Scale is important to us. We are a scale player. Scale means that we are not a boutique. PMS or AIF managers do some interesting products of a certain type for a certain audience. While we have a PMS, we will do AIF, but that is not where our heart is. Our heart is more in the mass affluent, the scale business. I would rather go and collect ₹ 1 lakh SIPs (systematic investment plans) all over the country than doing a small, though interesting, product.
We are driven by the India opportunity, not the, what I like to call, the south Bombay opportunity. We have 8.1 million customer accounts. We add 90-95,000 customer folios every month. That is the scale that we are talking about.
With the liquidity inflow the industry has seen in recent past, there seems to be a concern that some funds have grown too big in size. Is that something of a concern at HDFC AMC?

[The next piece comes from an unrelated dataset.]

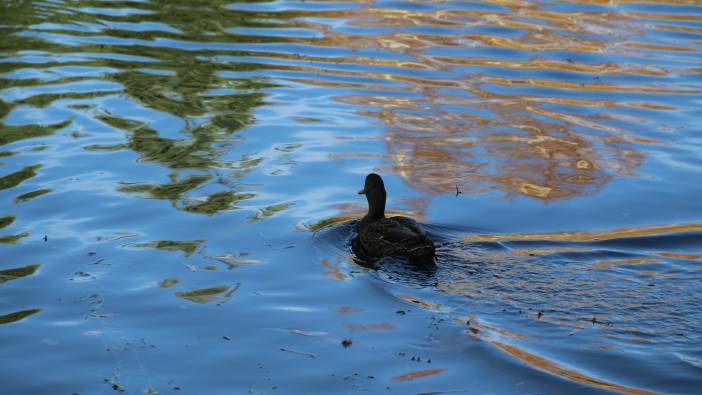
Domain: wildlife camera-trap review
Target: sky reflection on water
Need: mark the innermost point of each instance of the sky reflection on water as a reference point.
(177, 179)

If you look, the large funds are predominantly large-cap funds. The challenge of size comes typically in small-cap funds and micro-cap funds. We have a small cap fund, which is ₹ 4,000 crore in size. At some stage of its size, we may want to cap inflows. But if you see, the market cap ownership of the whole mutual fund industry, it is just 5%. So, if they are large-cap oriented funds, then size is not a problem.
Would you look at consolidation to gain market share?
We will keep looking at opportunities. Lately we haven’t found anything reasonably interesting and at a reasonable price. But in the life of our company of 18 years, we have done two acquisitions. We acquired Zurich AMC in 2003, which was a game changer, and we bought a small Morgan Stanley fund of around $500 million in 2014. So, if there is something opportunistic, we will have a look.